As pretensões deduzidas pelo requerente – que
concorrera ao primeiro concurso, mas que nele não obtivera colocação, sendo
certo que não se candidatara ao lugar de que era titular e relativamente ao qual
gozava de preferência absoluta – consistiam, assim, em suma, na intimação da
entidade requerida para que abrisse um concurso subsequente, durante o período
transitório, que ele fosse admitido a apresentar–se a esse concurso e que lhe
fosse reconhecida a mesma preferência absoluta expressamente prevista, no artigo
123.º, n.º 4, do EN, para o primeiro concurso.
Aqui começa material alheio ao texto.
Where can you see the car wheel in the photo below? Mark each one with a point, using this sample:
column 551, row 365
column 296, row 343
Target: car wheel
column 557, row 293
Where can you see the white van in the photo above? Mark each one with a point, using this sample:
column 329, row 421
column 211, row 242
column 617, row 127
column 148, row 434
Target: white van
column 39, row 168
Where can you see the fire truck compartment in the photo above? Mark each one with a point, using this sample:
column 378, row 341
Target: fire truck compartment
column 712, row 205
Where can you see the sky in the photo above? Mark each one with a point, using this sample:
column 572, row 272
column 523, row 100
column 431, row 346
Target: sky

Para o efeito, lançou mão do processo de
intimação para protecção de direitos, liberdades e garantias, que, nos termos do
artigo 109.º, n.º 1, do CPTA, “pode ser requerida quando a célere emissão de uma
decisão de mérito que imponha à Administração a adopção de uma conduta positiva
ou negativa se revele indispensável para assegurar o exercício, em tempo útil,
de um direito, liberdade ou garantia, por não ser possível ou suficiente, nas
circunstâncias do caso, o decretamento provisório de uma providência cautelar,
segundo o disposto no artigo 131.º” (este último preceito prevê que: “quando a
providência cautelar se destine a tutelar direitos, liberdades e garantias que
de outro modo não possam ser exercidos em tempo útil ou quando entenda haver
especial urgência, pode o interessado pedir o decretamento provisório da
providência”).
1.3. O indeferimento da pretensão do requerente
fundou‑se essencialmente no entendimento, assumido pelas instâncias (TAF de
Lisboa e TCA Sul), de que, por um lado, o direito de admissão ao concurso em
causa poderia ser alcançado mediante uma decisão de mérito a proferir numa acção
administrativa não urgente, cuja utilidade poderia ser assegurada pelo
decretamento provisório de uma providência cautelar e daí que se não
justificasse a intimação requerida, e, por outro lado, de que para a
Administração não decorria “nem da Constituição, nem da lei ordinária, o dever
de agir objectivado na abertura de um segundo concurso com os pressupostos de
natureza excepcional inerentes ao primeiro concurso efectuado no período de
transição para os notários que já o eram à data da entrada em vigor do novo
regime do notariado como profissão liberal”.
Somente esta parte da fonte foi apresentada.